Ming Kush, il villaggio dei 1000 uccelli

Abandoned factory in Ming-Kush, Kyrgyzstan

Secondo una stima del 2017, resa nota dall’Unione europea, l’Asia centrale è alle prese con circa 1 miliardo di tonnellate di rifiuti tossici di uranio, sepolte in sette discariche sparse per la regione. Il Kirghizistan ospita tre di questi siti. Dopo aver utilizzato l’Asia Centrale come fonte di materiali radioattivi durante l’era sovietica, Mosca ha lasciato i Paesi della regione “da soli con un problema orribile che non sono in grado di affrontare”, dichiara Baktygul Stakeyeva, ingegnere ambientale di MoveGreen, un movimento ambientalista giovanile.

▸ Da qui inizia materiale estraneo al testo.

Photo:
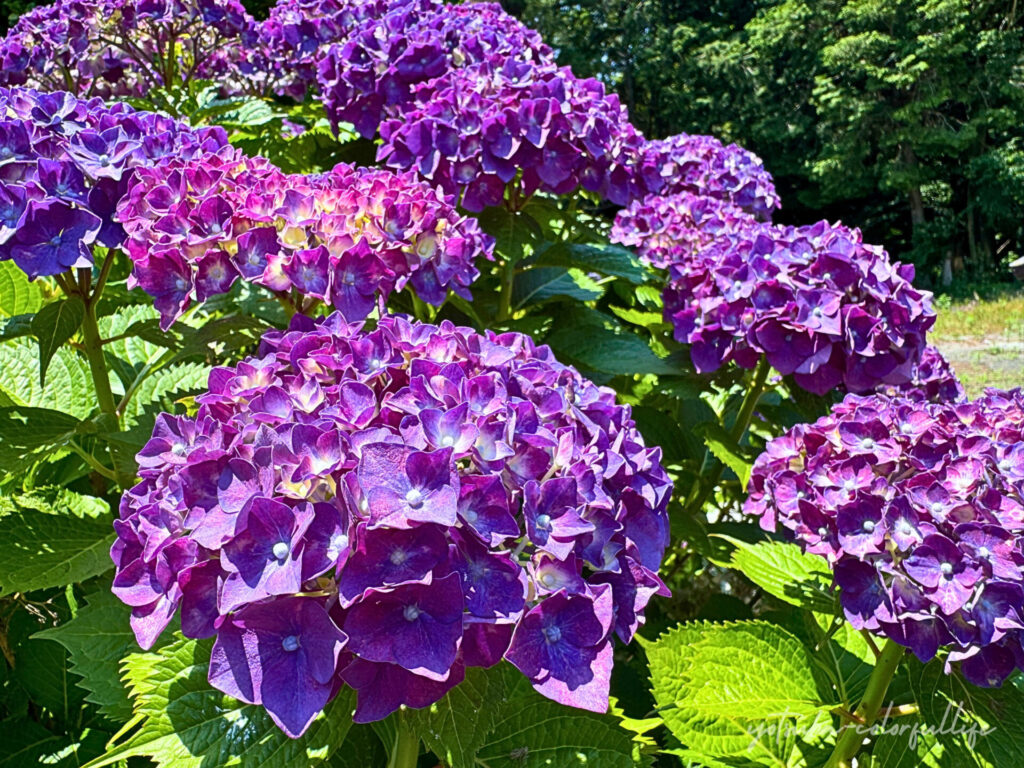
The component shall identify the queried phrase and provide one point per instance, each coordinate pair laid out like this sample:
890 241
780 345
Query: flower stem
406 752
852 734
93 347
704 487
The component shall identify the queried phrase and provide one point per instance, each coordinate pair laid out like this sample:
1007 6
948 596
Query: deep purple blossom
920 511
67 163
384 508
815 301
372 70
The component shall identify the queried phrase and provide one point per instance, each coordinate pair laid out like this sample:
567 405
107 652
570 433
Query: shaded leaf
52 326
97 639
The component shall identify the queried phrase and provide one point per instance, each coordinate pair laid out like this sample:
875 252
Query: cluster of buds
384 509
120 48
920 510
348 238
704 166
66 164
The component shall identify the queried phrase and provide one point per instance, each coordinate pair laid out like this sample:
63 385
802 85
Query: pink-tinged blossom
349 237
919 507
816 301
341 510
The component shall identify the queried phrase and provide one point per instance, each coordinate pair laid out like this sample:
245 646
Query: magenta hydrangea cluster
119 48
295 32
920 510
65 165
480 129
348 238
933 380
816 301
704 166
372 74
384 508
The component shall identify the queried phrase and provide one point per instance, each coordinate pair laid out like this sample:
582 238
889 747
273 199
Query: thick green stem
406 752
702 487
852 735
93 347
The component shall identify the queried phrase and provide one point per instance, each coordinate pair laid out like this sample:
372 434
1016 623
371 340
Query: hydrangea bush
919 509
427 411
389 507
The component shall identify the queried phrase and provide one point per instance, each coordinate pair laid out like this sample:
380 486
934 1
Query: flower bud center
552 634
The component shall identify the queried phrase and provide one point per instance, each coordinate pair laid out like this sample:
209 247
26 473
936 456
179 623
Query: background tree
903 118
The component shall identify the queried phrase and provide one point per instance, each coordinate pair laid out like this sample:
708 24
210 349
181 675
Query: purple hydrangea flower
384 508
477 129
66 164
350 237
370 72
706 167
815 301
924 528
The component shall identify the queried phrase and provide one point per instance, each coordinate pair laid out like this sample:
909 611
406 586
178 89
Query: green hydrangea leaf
785 571
97 639
69 386
185 723
17 294
530 731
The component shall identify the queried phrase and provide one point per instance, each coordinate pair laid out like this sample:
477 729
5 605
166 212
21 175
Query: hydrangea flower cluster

Ming-Kush, nel distretto di Jumgal della regione chirghisa di Naryn, in italiano significa “Mille uccelli” ad indicare la predilezione degli uccelli a nidificare in quel territorio. E’ stata fondata ufficialmente nel 1955 attorno ad alcune miniere di uranio. Durante il periodo del suo massimo sviluppo la popolazione raggiungeva i 20.000 abitanti, scesi a 2000 dopo la dissoluzione dell’Unione Sovietica e la conseguente chiusura delle fabbriche. Essa rappresenta la parabola delle tipiche città minerarie costruite durante il periodo sovietico nel centro Asia e il conseguente declino a cui sono andate incontro dopo il collasso dell’Urss.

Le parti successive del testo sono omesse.